Beyond Understanding: Evaluating the Pragmatic Gap in LLMs' Cultural Processing of Figurative Language
Mena Attia, Aashiq Muhamed, Mai Alkhamissi, Thamar Solorio, Mona Diab
2025-10-29
Summary
This paper investigates how well large language models, the AI behind things like chatbots, understand language that's deeply connected to culture, specifically sayings and idioms. It focuses on whether these models can not only *understand* what these phrases mean, but also *use* them correctly in different situations.
What's the problem?
Large language models are trained on massive amounts of text, but a lot of that text doesn't fully capture the nuances of different cultures. This means the models might struggle with figurative language – like idioms and proverbs – because understanding them requires knowing the cultural context. The researchers wanted to see if LLMs could handle culturally specific language as well as more straightforward language, and pinpoint exactly where they fall short.
What's the solution?
The researchers created tests using Arabic and English proverbs and, importantly, Egyptian Arabic idioms.
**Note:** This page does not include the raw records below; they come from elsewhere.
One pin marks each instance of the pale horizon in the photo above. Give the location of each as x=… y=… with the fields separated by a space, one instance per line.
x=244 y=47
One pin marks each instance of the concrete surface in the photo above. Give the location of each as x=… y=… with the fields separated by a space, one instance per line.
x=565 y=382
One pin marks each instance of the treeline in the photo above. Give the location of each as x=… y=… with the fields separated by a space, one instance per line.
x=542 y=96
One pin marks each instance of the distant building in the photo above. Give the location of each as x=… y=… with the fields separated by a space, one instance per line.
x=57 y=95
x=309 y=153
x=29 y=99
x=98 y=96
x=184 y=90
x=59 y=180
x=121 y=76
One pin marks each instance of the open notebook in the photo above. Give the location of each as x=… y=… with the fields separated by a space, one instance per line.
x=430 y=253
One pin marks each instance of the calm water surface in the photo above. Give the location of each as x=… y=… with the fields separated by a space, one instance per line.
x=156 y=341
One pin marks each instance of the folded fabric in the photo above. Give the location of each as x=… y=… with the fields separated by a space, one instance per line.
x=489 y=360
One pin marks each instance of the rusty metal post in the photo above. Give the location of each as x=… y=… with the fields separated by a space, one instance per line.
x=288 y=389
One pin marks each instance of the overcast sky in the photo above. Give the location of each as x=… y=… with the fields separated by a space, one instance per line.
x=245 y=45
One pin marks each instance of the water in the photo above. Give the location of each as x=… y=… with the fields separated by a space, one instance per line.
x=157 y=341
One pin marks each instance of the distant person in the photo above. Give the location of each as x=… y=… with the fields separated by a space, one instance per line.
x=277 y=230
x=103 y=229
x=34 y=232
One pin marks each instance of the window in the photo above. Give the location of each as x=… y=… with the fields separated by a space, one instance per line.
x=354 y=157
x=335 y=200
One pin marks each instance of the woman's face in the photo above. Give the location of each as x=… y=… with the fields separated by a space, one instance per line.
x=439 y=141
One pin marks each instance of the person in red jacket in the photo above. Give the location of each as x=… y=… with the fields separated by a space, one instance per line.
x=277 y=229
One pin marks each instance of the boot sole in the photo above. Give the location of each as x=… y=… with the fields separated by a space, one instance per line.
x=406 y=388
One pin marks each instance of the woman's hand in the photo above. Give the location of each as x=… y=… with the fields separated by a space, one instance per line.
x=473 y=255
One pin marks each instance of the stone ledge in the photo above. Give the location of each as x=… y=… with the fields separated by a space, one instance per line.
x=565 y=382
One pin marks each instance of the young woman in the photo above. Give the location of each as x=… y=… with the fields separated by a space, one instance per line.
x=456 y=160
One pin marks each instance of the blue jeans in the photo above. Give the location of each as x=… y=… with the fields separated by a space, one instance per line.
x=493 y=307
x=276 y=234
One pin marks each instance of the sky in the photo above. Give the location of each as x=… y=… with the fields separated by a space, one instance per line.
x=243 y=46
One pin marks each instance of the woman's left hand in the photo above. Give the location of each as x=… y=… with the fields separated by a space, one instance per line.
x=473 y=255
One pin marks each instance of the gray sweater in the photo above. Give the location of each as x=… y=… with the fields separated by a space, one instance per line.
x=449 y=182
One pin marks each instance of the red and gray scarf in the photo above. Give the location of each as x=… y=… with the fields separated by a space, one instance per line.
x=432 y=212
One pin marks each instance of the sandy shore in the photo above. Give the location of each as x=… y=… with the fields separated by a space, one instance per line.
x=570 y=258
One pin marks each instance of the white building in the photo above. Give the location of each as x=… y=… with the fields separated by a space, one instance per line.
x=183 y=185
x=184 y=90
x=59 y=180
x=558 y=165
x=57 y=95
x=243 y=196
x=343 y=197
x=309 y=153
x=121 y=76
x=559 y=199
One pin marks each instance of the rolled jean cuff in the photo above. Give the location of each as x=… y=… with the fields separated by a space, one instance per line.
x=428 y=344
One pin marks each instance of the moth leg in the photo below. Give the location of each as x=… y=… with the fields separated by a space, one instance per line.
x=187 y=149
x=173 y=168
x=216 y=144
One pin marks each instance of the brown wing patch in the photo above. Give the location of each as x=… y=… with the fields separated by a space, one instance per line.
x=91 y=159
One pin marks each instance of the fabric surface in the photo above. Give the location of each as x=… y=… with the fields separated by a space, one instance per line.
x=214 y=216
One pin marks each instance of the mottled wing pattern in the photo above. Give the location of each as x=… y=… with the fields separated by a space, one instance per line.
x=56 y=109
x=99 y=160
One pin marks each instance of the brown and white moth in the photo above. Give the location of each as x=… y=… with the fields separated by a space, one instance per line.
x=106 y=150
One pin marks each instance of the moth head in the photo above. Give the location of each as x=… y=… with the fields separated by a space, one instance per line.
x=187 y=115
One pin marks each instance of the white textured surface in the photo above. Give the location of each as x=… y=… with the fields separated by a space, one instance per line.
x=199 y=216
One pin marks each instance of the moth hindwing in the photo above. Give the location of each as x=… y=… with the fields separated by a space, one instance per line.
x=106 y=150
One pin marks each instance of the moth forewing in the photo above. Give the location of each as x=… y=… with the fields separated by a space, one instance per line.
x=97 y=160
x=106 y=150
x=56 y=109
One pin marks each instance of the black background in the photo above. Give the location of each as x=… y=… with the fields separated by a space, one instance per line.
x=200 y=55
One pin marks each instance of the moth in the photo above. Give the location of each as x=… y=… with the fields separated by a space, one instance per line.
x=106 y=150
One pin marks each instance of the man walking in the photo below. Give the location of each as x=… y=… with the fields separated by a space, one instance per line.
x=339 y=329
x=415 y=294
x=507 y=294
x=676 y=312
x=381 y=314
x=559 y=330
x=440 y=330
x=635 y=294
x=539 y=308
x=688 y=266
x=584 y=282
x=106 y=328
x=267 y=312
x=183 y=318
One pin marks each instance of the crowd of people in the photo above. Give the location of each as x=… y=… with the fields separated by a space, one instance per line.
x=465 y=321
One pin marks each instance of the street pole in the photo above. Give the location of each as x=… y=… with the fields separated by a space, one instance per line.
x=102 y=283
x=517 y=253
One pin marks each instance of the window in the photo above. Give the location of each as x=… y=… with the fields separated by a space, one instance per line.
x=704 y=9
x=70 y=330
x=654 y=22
They tested 22 different language models, some publicly available and some proprietary, on these tests. The tests checked if the models could understand the meaning of the phrases, use them appropriately in context, and grasp the subtle feelings or connotations associated with them. They also built a new dataset of Egyptian Arabic idioms called Kinayat to help other researchers study this problem.
Why it matters?
This research is important because it shows that while language models are getting better at processing language, they still have a long way to go when it comes to understanding cultural context. If we want AI to truly communicate with people from all over the world, it needs to be able to understand and use language in a culturally sensitive way. This work highlights the need for more research and better datasets focused on culturally grounded language, and provides a valuable resource for future studies.
Abstract
We present a comprehensive evaluation of the ability of large language models (LLMs) to process culturally grounded language, specifically to understand and pragmatically use figurative expressions that encode local knowledge and cultural nuance. Using figurative language as a proxy for cultural nuance and local knowledge, we design evaluation tasks for contextual understanding, pragmatic use, and connotation interpretation in Arabic and English. We evaluate 22 open- and closed-source LLMs on Egyptian Arabic idioms, multidialectal Arabic proverbs, and English proverbs. Our results show a consistent hierarchy: the average accuracy for Arabic proverbs is 4.29% lower than for English proverbs, and performance for Egyptian idioms is 10.28% lower than for Arabic proverbs. For the pragmatic use task, accuracy drops by 14.07% relative to understanding, though providing contextual idiomatic sentences improves accuracy by 10.66%. Models also struggle with connotative meaning, reaching at most 85.58% agreement with human annotators on idioms with 100% inter-annotator agreement. These findings demonstrate that figurative language serves as an effective diagnostic for cultural reasoning: while LLMs can often interpret figurative meaning, they face challenges in using it appropriately. To support future research, we release Kinayat, the first dataset of Egyptian Arabic idioms designed for both figurative understanding and pragmatic use evaluation.